I am indebted to Foxfire 3 for information on making catskin (and other) banjos. Their older informants were recalling practices from their youth in the southern Appalachians around the beginning of the 20th century.

Medicine Show (1)

This entry is part 13 of 34 in the series Breakdown: The Banjo Poems

“The banjo is a well of souls.”
—Scott Didlake, gourd banjo maker

The first mate goes round
unlocking the ankles of 20 at a time,
a wet cloth tied over his face against the stench.

Now come the crackers,
now come the leather-tongued snakes.
Welts rise like anthills on calves & shoulders.

Get up! shout the pink-faced men
as they drive their rapidly declining stock up on deck.
You’ll die if you don’t start moving. Dance!
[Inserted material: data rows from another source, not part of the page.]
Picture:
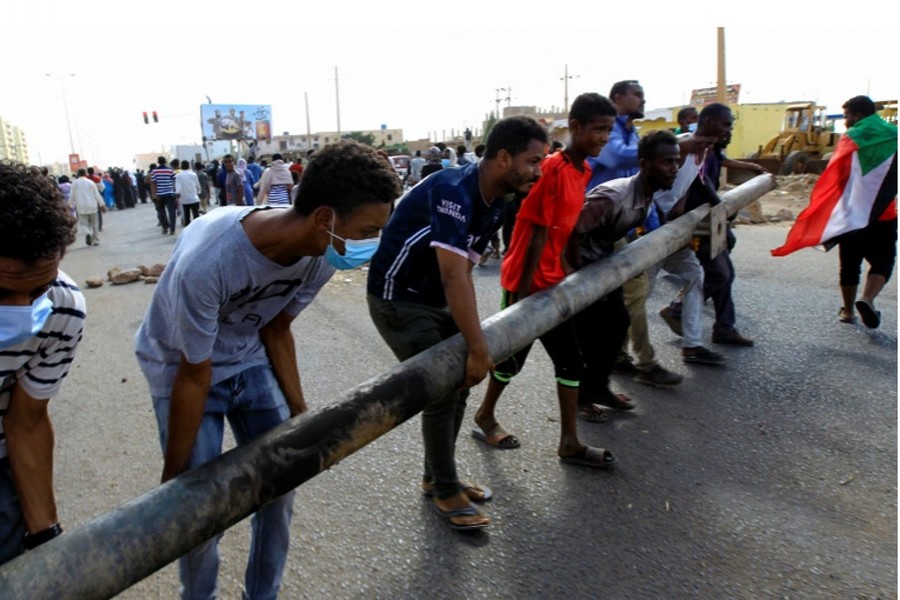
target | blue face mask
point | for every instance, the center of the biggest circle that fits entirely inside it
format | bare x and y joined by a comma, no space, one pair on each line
356,252
20,323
Those with chained feet make music
for those with chained hands.
And half-atrophied as they are

the muscles remember
what the human being wills itself to forget,
claw finger, hammer thumb,

the firmness of a taut-skinned earth
trembling under the organized tromp of feet.
The calabash carries

the burden the singers croak:
going, going, gone.
Legs like flames on the savanna flare & die.